In Bash, using "$@" in an assignment, (as in a="$@" ) concatenates the
positional parameters to single string, joined with spaces. Somewhat
similarly to what "$*" does, except that $* uses the first letter of
IFS, but $@ always uses a space.
However, I can't see this documented in the manual, is it somewhere?
"3.4 Shell Parameters" [1] discusses assignments to variables, and
there's the phrase: "Word splitting is not performed, with the exception
of "$@" as explained below." But the actual explanation seems to be
missing, as there's no other mention of $@ on the page.
There's also no mention of assignments under "3.4.2 Special Parameters"

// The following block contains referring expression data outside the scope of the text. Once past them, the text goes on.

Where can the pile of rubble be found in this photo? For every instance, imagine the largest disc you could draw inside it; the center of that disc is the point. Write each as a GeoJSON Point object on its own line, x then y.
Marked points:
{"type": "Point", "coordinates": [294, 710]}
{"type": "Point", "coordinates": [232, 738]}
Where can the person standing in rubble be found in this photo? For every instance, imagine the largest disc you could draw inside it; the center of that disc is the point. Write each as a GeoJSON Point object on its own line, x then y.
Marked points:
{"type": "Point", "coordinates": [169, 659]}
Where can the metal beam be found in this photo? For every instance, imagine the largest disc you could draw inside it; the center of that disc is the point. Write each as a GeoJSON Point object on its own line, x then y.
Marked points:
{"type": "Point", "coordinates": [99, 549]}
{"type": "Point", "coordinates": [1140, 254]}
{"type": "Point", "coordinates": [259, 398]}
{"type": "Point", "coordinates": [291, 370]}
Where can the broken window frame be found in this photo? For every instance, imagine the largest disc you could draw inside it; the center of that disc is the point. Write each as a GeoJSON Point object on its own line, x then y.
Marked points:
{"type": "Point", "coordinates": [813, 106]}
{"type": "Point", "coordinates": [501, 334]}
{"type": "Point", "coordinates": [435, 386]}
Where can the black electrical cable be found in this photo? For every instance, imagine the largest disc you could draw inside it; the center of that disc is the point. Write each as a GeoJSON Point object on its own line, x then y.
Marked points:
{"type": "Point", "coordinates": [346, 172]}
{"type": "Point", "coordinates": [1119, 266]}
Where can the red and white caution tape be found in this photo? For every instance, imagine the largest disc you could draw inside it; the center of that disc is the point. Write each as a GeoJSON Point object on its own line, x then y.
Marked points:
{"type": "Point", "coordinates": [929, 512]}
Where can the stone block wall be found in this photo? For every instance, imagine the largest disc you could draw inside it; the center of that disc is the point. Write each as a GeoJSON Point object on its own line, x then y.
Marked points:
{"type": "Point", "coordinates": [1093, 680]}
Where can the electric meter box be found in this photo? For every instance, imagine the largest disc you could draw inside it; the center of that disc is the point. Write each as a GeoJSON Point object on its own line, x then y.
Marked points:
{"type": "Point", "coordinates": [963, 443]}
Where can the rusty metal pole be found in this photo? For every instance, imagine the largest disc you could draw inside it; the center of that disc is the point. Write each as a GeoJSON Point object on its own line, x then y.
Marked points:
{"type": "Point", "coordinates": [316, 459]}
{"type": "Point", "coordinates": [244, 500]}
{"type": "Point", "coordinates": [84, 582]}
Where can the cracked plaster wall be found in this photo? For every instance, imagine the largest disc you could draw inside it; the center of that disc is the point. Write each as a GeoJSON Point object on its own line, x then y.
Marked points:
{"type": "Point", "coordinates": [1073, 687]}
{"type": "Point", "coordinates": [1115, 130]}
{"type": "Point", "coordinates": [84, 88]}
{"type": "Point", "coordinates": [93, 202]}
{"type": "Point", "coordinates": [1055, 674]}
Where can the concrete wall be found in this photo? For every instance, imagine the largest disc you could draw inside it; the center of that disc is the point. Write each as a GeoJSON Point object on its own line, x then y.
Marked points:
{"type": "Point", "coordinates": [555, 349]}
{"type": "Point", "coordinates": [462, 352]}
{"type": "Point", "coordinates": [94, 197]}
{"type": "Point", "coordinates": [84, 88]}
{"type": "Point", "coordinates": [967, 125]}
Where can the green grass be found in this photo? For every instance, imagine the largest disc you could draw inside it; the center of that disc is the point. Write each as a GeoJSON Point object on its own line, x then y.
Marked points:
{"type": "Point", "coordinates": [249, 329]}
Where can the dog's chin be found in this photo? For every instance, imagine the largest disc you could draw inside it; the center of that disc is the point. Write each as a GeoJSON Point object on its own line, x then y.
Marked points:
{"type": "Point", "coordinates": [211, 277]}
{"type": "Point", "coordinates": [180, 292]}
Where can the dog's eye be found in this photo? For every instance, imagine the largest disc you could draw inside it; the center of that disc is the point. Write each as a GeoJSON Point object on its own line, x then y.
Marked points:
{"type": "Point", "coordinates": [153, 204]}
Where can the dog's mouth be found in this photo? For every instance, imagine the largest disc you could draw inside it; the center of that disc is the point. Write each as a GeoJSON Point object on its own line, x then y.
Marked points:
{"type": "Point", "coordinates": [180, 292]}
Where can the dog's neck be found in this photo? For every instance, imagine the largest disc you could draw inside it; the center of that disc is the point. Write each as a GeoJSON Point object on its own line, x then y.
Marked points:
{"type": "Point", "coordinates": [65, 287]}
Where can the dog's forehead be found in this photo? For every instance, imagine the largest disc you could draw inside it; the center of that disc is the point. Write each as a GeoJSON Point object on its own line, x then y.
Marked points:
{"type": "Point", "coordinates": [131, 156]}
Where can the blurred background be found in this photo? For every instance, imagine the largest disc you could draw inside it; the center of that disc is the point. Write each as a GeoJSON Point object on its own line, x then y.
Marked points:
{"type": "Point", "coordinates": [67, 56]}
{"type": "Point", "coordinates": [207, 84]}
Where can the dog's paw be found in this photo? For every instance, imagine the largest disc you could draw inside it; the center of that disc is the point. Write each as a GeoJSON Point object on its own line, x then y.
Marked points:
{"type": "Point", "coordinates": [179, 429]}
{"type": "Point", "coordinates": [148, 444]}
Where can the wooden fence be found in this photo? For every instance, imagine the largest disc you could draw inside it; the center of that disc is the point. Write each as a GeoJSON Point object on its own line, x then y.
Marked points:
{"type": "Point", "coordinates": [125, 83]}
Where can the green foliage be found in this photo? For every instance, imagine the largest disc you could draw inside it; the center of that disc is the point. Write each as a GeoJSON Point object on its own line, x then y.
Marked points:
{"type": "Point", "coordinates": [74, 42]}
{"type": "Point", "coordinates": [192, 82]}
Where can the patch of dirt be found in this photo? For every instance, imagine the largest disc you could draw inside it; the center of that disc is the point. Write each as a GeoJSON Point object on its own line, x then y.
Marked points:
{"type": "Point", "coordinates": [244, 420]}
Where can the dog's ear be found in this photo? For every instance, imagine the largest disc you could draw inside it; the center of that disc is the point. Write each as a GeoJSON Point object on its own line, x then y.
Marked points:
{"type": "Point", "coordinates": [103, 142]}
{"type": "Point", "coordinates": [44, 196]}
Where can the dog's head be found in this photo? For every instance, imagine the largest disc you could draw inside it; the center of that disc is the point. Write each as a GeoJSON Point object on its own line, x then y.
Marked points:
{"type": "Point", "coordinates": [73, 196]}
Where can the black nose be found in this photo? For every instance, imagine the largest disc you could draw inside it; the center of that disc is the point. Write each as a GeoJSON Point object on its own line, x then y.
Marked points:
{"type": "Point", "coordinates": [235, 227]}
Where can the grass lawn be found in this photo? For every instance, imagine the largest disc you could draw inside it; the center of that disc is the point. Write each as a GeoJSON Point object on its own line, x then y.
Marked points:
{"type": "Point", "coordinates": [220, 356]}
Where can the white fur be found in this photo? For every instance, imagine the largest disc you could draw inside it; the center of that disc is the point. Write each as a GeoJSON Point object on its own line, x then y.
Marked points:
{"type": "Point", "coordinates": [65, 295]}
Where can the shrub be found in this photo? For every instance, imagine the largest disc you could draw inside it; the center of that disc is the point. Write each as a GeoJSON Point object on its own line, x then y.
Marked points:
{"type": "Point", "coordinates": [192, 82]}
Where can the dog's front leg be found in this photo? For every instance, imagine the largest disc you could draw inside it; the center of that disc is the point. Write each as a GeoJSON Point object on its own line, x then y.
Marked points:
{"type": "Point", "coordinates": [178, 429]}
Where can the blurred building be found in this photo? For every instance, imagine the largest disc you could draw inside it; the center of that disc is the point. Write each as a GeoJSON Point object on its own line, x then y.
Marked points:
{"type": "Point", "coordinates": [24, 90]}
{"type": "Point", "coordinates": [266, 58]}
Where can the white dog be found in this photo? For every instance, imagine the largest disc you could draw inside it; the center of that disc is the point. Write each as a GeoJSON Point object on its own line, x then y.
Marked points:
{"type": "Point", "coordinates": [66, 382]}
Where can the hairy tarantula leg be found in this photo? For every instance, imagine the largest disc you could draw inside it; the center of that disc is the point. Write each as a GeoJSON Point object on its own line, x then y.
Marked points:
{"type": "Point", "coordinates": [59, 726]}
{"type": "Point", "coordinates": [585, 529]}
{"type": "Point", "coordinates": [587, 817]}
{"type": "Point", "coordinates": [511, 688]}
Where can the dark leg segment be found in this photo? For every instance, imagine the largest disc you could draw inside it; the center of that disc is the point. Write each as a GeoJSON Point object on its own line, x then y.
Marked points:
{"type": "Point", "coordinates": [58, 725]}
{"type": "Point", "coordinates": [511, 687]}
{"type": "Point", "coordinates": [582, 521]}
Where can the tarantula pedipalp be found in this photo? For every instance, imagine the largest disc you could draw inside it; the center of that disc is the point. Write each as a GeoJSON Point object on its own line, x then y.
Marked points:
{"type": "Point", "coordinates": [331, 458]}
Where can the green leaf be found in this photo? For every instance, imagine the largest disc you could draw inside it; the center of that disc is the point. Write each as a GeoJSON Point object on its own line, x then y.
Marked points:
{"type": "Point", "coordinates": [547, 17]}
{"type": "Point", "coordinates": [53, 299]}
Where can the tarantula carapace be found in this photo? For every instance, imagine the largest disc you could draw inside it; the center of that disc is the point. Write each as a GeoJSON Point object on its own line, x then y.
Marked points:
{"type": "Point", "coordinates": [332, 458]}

[2]. It simply states that "$@" expands to separate words.
I'd suggest adding something like this to the description of $@ in 3.4.2:
""
If $@ or "$@" is used on the right hand side of an assignment to a
variable, it instead expands to a single word with the value of each
positional parameter separated by a space. That is, a="$@" is equivalent
to a="$1 $2 ...".
""
(It seems the online manual is an older version than that in git, but I
didn't see this mentioned in the devel version of the manual either.)
[1] https://www.gnu.org/software/bash/manual/html_node/Shell-Parameters.html
[2]
https://www.gnu.org/software/bash/manual/html_node/Special-Parameters.html
--
Ilkka Virta / itvi...@iki.fi